The stock’s technicals and options flow tell a story of tension: is sitting on a short-term bullish Kline pattern but faces a critical test at its 30D support ($429.73). Meanwhile, options market sentiment is skewed sharply to the upside, with call open interest outpacing puts by 17% (0.85 ratio). This isn’t just noise—it’s a signal that big money is pricing in a breakout above $450, even as fundamentals remain mixed.Bullish Options Clusters and Block Trade Signals

Let’s start with the numbers: TSLA’s options chain is loaded with call open interest at $490 (OI: 29,730) and $500 (OI: 16,330) for Dec 12, and the next Friday’s $960 call (OI: 43,498) is a jaw-dropper. These strikes suggest institutional players are hedging or speculating on a sharp rally, possibly tied to the robotaxi hype cycle. The put side isn’t ignored—$400 puts (OI: 8,775) and $225 puts (OI: 23,880) for next Friday act as downside cushions, but they’re dwarfed by the call frenzy.

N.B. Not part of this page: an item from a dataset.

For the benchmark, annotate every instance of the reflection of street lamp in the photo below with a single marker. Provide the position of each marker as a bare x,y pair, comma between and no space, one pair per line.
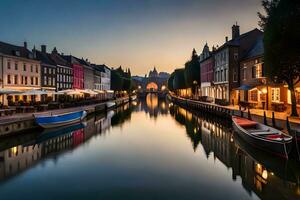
195,83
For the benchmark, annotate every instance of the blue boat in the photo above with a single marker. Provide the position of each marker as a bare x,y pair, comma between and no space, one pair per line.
51,121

Block trades add intrigue. The $3.8M block of TSLA20250919C380 calls (1,200 contracts) and $1.9M in TSLA20251003P415 puts (450 contracts) hint at strategic positioning for past expirations. While those dates are now expired, they underscore a pattern: big players have been layering in bullish bets for months, even as the stock dipped. The takeaway? Volatility isn’t fading—it’s intensifying.

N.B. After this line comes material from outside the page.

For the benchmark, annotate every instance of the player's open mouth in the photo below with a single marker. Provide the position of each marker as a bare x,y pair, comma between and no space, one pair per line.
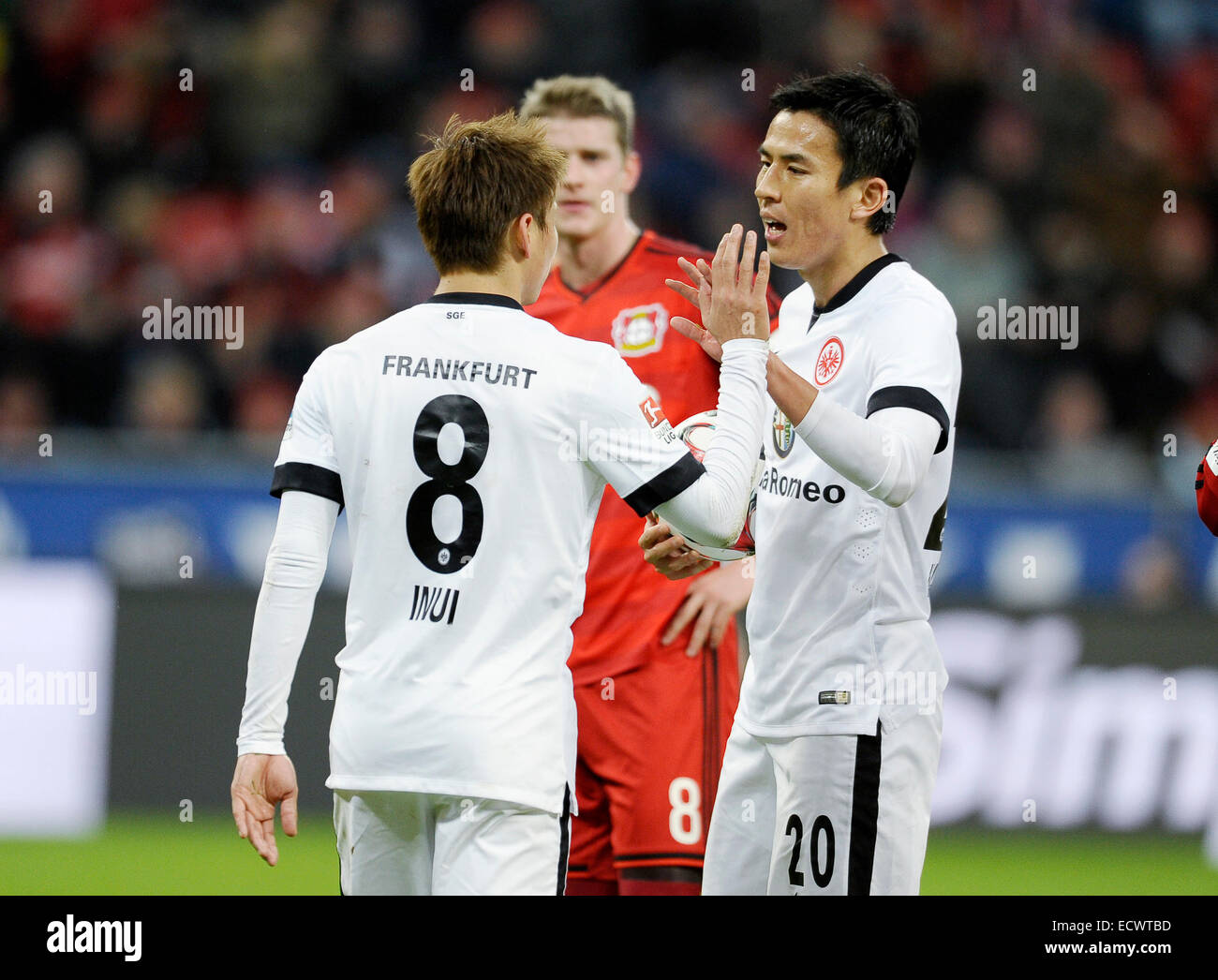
774,230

News vs. Options: A Clash of Narratives

Morgan Stanley’s downgrade to Equal Weight ($425 target) and warnings about “choppy” 2026 trading seem at odds with the options frenzy. But here’s the twist: the same analysts who cut the rating also raised the target from $410 to $425, acknowledging Tesla’s AI and robotics potential. This duality is reflected in the market—investors are pricing in the possibility of a $500+ rally (via calls) while hedging against a $400 drop (via puts). The key is timing: if TSLA breaks above its intraday high of $449.74, the $490–$500 calls could ignite. If it fails to hold above $429.73 support, the $400–$425 puts might become critical.

Actionable Trade Setups

For options traders:

  • Bullish Play: Buy calls (strike: $500, exp: Dec 19) if TSLA closes above $449.74 today. The $500 strike is a sweet spot—it’s far enough out to offer leverage but still within reach if the stock gaps up on FSD news.
  • Bearish Hedge: Buy puts (strike: $400, exp: Dec 19) if the stock dips below $431.27 (30D resistance). This acts as insurance against a short-term selloff.

For stock traders:

  • Entry: Consider buying TSLA near $429.73 (30D support) if it holds. A close above $449.74 would validate the bullish case, with a price target of $460–$470.
  • Stop-Loss: Exit if TSLA falls below $423.07 (Bollinger Middle Band) to avoid a deeper pullback.

Volatility on the Horizon

Tesla’s story isn’t just about numbers—it’s about narrative. The options market is pricing in a “moonshot” scenario (robotaxi, Optimus) while fundamentals (like EV competition and valuation concerns) drag the stock lower. This creates a volatile sweet spot: traders who buy the dip at support or ride the breakout above $450 could reap outsized gains. But patience is key. The next 72 hours will test whether TSLA can hold its short-term bullish structure—or if the bears will force a retest of the 200D support ($315.53). Either way, the options flow suggests this isn’t the end of the road for bulls.